Toen op die beruchte februaridag Antwerpse opstandelingen zijn schip overmeesterden, lijkt Van Speijk niet geaarzeld te hebben. Een bootsjongen die vlakbij hem stond, zag het gevaar aankomen en sprong met een paar metgezellen overboord. Maar de meesten gingen met Van Speijk de lucht in toen deze met zijn geweer in een kruitvat schoot, of, zoals het op schilderijen vaak wordt verbeeld, een brandende sigaar in het buskruit gooide. Van de 31 bemanningsleden kwamen er 28 om. Ook een onbekend aantal Antwerpenaren vond de dood.

De ontploffing van de kanonneerboot van Van Speijk. Schilderij door Martinus Schouman, 1832 (Rijksmuseum Amsterdam).
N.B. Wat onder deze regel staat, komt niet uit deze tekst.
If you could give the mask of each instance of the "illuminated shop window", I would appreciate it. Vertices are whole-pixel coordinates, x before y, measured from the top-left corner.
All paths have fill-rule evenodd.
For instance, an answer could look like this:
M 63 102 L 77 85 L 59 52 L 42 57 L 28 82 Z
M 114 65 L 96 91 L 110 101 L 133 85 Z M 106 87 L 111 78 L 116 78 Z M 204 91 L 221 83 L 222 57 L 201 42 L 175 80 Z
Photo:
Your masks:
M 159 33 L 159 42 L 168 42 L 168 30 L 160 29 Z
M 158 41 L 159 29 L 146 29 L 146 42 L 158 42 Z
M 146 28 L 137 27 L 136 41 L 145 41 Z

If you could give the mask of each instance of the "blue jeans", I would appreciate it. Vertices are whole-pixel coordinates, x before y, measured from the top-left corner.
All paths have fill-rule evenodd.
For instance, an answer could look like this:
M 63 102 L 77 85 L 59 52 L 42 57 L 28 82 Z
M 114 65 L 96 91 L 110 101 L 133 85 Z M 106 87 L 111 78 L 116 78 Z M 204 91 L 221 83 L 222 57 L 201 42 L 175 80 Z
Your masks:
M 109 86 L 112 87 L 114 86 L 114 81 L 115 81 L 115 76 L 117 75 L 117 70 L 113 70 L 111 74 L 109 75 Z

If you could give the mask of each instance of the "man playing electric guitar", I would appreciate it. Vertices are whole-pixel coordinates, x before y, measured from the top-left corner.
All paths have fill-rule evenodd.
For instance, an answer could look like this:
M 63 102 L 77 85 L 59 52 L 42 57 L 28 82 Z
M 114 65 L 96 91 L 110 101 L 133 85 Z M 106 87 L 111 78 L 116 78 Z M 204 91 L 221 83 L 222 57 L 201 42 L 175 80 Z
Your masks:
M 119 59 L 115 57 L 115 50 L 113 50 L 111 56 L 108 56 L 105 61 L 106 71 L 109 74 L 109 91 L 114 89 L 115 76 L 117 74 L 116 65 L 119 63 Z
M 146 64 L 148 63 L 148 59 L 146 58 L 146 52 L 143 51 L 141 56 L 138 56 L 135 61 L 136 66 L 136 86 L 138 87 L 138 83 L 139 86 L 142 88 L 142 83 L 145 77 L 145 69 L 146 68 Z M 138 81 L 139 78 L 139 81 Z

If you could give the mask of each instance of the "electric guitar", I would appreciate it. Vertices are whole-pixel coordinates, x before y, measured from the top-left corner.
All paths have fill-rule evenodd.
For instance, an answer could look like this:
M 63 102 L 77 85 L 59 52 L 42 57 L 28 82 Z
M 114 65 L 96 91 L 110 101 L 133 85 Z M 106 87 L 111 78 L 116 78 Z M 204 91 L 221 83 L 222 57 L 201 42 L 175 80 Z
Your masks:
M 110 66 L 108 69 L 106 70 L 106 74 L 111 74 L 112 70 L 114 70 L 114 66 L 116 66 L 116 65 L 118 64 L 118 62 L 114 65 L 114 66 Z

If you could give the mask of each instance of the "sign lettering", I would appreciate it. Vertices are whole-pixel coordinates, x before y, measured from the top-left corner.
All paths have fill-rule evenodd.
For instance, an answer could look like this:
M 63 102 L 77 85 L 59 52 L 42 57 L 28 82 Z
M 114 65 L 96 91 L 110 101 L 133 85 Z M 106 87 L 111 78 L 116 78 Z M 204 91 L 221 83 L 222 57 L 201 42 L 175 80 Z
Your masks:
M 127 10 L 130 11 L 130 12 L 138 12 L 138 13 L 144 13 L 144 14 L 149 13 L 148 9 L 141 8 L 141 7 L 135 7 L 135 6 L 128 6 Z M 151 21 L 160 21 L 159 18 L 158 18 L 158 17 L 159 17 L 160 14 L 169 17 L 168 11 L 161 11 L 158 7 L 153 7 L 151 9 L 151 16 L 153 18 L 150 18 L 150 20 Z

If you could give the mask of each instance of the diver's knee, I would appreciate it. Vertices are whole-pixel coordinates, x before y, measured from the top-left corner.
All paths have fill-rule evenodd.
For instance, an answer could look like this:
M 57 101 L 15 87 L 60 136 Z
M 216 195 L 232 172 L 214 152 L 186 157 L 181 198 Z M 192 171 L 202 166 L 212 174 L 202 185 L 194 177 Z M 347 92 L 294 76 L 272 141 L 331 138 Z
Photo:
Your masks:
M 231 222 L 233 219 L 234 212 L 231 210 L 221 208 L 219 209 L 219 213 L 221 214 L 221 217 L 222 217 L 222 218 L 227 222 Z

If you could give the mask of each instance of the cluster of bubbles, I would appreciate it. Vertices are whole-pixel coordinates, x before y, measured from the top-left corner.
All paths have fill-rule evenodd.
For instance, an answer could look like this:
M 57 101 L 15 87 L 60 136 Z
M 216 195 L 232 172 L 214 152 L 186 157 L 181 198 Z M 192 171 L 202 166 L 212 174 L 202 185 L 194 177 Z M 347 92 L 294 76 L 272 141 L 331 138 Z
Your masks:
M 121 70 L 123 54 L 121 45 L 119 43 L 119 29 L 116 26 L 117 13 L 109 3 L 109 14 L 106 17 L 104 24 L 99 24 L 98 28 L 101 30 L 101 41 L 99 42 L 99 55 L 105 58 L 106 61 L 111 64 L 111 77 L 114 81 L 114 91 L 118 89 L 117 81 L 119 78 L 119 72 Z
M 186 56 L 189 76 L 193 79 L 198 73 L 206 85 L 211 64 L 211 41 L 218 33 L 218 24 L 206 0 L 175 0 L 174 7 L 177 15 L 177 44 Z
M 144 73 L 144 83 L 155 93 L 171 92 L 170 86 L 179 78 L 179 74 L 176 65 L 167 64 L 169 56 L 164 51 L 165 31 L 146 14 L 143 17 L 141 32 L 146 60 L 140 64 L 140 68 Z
De ontploffing van de kanonneerboot van Van Speijk. Schilderij door Martinus Schouman, 1832 (Rijksmuseum Amsterdam).

Held

Van Speijks actie werd in Nederland geroemd. Zoveel zelfopoffering moest iedere soldaat tot voorbeeld zijn. In het koninkrijk werd een rouwperiode van drie dagen afgekondigd. Alle troepen aan het front hoorden een dagorder aan, waarin de daad van Van Speijk werd geroemd. En koning Willem I besloot dat er altijd een schip bij de Koninklijke Marine zou varen dat naar Van Speijk was vernoemd. Overblijfselen van het schip kregen legendarische status en worden in tal van collecties bewaard. In Zeeland onder meer in de verzameling van het Zeeuws Genootschap. In het Zeeuws Maritiem MuZEEum wordt een bout van de kanonneerboot van Van Speijk bewaard. Van Speijk kreeg een laatste rustplaats in de Nieuwe Kerk in Amsterdam. Niettemin is zijn reputatie gaandeweg afgenomen. De beoordeling varieert inmiddels van ‘eerste zelfmoordterrorist’ tot ‘groteske pias’.

Literatuur

Ronald Prud’Homme van Reine, Liever niet de lucht in; de omstreden zelfmoordaanslag van Jan Carel van Speijk, Amsterdam 2016.
Frits Rovers, ‘Dan liever de lucht in!’, Jan van Speijk en de Belgische Opstand, Hilversum 2000.